With FairVote, through structural change, we advocate proportional representation and sensible infrastructure to make things more inclusive. But I’m gonna give you an analogy about how there can be an archetypal online party, so whatever your political stripes or your values are, you can use this structure for people to come together. Whomever finds that sweet spot — we don’t know who they are, but. Like in the early ’90s, I invested in a search engine and lost $50,000 bucks. And these two kids come over and say we’re gonna start this thing called Google and it’s a search engine, I was like “Get outta here! Nah, I tried it, it’s not gonna work, get outta here.” [Laughs] Anyway, somebody out there’s gonna hit it, figuring out political association and social networking, and they’re gonna dominate politics for the next generation. Adios, Republicans and Democrats, unless they get on board with it too.

Are you worried about the push for voter ID laws leading up to the presidential election?
That’s what the Constitutional right to vote is about! These states are doing this voter suppression and it’s partisanship. Of all places in the world, we need a right to vote in the United States.
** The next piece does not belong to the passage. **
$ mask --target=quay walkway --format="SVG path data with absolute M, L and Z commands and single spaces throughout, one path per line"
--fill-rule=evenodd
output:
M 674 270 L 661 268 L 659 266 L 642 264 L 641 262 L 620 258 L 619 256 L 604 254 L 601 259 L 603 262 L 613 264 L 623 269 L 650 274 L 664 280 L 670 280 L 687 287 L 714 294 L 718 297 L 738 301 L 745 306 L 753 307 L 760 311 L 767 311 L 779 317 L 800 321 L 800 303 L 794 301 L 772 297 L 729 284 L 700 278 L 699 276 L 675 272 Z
I know that you’ve mentioned examples of how ranked elections have worked. In your ideal world, how would we vote in the U.S.?
Ideally, Americans would share representation and there’d be a three-member district and there’d be Republican with two Democrats, or two Republicans and a Democrat, or independents or another party. We wouldn’t have insiders redistricting, it would be shared representation. We call it FairVoting, and it’s just basically these bipartisan, multi-member districts through some version of American voting.

What would you say to young people who are already cynical about voting in America?
I don’t blame them. It’s not balanced, it’s all tilted towards insiders, the usual suspects. And it’s just time to make change, and we can do it in the United States, there’ve been proven ways to do it, and if we give people more choices and make it more inclusive for people to vote, people will come. But we can’t even get past voter suppression in the United States. Change takes time, I’m not crusading, I’m not out there on the corner with a signboard. But I’m just trying to have some fun with it!
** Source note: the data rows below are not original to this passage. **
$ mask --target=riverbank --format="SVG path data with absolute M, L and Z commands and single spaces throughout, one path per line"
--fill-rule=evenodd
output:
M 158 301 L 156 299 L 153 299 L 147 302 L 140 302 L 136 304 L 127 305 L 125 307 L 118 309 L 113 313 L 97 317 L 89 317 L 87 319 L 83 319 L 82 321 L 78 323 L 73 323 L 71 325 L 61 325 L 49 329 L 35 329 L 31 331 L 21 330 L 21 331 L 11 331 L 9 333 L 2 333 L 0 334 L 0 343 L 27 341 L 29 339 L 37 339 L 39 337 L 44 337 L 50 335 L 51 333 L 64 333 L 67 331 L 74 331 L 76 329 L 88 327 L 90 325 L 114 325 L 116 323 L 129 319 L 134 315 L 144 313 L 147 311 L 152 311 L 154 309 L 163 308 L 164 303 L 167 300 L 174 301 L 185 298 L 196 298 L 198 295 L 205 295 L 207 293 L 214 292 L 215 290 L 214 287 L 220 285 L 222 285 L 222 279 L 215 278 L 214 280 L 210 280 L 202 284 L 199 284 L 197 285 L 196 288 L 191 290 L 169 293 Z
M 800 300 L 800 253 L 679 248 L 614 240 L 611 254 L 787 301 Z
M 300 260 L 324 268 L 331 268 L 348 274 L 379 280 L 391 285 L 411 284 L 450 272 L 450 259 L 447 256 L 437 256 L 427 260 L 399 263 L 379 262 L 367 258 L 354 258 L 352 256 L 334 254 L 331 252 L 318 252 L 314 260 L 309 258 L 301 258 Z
What keeps you hopeful? You’ve obviously been grinding it out for a long time!
Just the notion that I’m not crusading, I know I’m not gonna change things overnight, and it takes time, so until then, you just do what you can do. I’m not gonna save the world. Me? Hell no. I just try to advocate these changes in a non-partisan way.

So do you have any memories of CBGB? Did you ever go there?
Yeah, I went there a few times. I can’t even remember all the bands that I’ve seen there… but this one band the Hick Boys, they were from Austin, in like 1989 I saw them play there. They were pretty raunchy.
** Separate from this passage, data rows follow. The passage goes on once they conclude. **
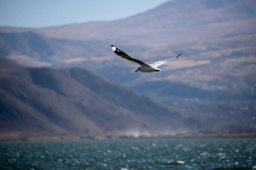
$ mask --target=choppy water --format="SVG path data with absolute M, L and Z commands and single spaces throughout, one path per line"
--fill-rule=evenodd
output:
M 0 143 L 0 169 L 252 169 L 256 139 Z

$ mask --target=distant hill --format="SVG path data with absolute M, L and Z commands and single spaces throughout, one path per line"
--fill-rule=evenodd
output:
M 171 108 L 88 70 L 0 60 L 2 134 L 133 135 L 185 130 L 192 125 L 182 123 L 186 120 Z
M 3 132 L 255 132 L 255 6 L 248 0 L 174 0 L 109 22 L 0 27 L 1 110 L 8 120 L 1 126 L 9 127 Z M 164 71 L 135 73 L 139 65 L 115 55 L 112 44 L 149 63 L 184 52 L 160 66 Z M 70 111 L 77 114 L 70 117 Z M 30 120 L 19 124 L 23 120 Z
M 250 0 L 174 0 L 111 21 L 38 29 L 4 27 L 0 31 L 30 30 L 58 39 L 152 47 L 188 39 L 255 32 L 255 8 L 256 3 Z
M 0 62 L 1 140 L 10 135 L 255 131 L 254 109 L 249 103 L 195 105 L 177 97 L 171 104 L 160 104 L 84 69 L 33 68 L 4 59 Z

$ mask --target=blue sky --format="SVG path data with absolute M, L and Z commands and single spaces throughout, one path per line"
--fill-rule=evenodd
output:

1989 was a pretty raunchy year for music in general.
’89: the raunch year.

You still sometimes play with Foo Fighters. How does it feel collaborating with Grohl all these years?
Oh, it’s amazing! We have so much fun. I’ve been playing a lot of accordion, and I am obsessed with some other things, it’s not political all the time. I’m obsessed with the accordion. It’s weird.

Yeah, the accordion is kind of a marginal instrument. How are you obsessed with it?
I just have to play it every day! There could be a lot worse exceptions, even though it’s kinda weird. Some people get in trouble, some people self-destruct. I could either be self-destructive, or I could drive other people crazy with the accordion, that’s not so bad!

Do you feel you are an accordion virtuoso?
Actually, I’m bustin’ out some tunes, you know? I play covers and I have my own tunes. I played the accordion on Foo Fighters. I recorded some the day before yesterday with this dude from L.A., we did it over the internet, and he was happy with it. Dale Crover’s on drums, so there’s a Melvins connection. But maybe I’ll talk to Dale and Buzz and maybe they’ll need some accordion on the next Melvins record. They’ll probably do it, you know how they’re so eclectic.

We look forward to the Melvins accordion collabo.